Monday, August 6, 2007

Harmonisasi Hubungan Departemen Luar Negeri dan Lembaga Legislatif


Tidak ada negara yang dapat hidup sendiri (no state can live a life to itself alone), negara adalah anggota dari masyarakat negara – negara (a community of state) dan setiap negara terlibat dalam pola/hubungan internasional ( a network of international relationship)

(Harold J.Laski ;The State in Theory and practice; London 1934)

Pendahuluan

Keterasingan dalam komunitas internasional bukan menjadi pilihan politik negara – negara di dunia, karena eksistensi suatu negara akan tercipta melalui pengakuan terhadap suatu negara (recognition of state), tentunya pengakuan lahir melalui proses asimilasi politik yang berujung pada terciptanya hubungan kerja sama antar negara.

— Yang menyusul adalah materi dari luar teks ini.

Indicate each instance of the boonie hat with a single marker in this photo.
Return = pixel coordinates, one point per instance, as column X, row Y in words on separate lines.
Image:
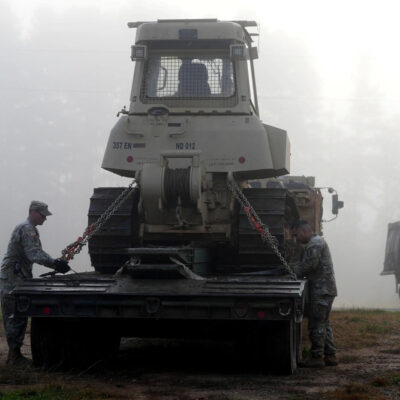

Mutlaknya hubungan antar negara dalam pergaulan dunia, akibat dari globalisasi dan kaburnya batas antar negara yang dikenal dengan bordeless state atau dengan kata lain, ditembusnya tapal batas antar negara sebagai akibat dari perkembangan teknologi dan informasi yang menjadikan transparannya sisi – sisi internal suatu negara.

Hubungan antara negara dan politik ibarat dua sisi mata uang yang tidak dapat dipisahkan. Negara merupakan unit politik yang didefinisikan menurut teritorial, populasi dan otonomi pemerintah secara efektif mengontrol wilayah dan penghuninya tanpa menghiraukan homogenitas etnis, negara menyediakan suatu dasar yurisdiksi politik dan hukum dalam bentuk kewarganegaraan [1].Sedangkan politik adalah suatu aspek dari lembaga manusia yang sangat aneka ragam [2].

Dalam konteks nasional, politik luar negeri diartikan sebagai kebijakan, sikap dan langkah Pemerintah Republik Indonesia yang diambil dalam hubungan dengan negara lain, organisasi internasional dan subjek hukum internasional dalam rangka menghadapi masalah internasional guna mencapai tujuan nasional. Di tataran aplikasi politik luar negeri secara riel dilaksanakan oleh Pemerintah dengan pelaksana teknis dibebankan kepada Departemen Luar Negeri. Sama halnya dengan negara lain seperti Amerika Serikat yang memberikan tanggung jawab untuk melaksanakan politik luar negerinya kepada Departemen Luar Negeri dan Dinas – dinas luar negeri.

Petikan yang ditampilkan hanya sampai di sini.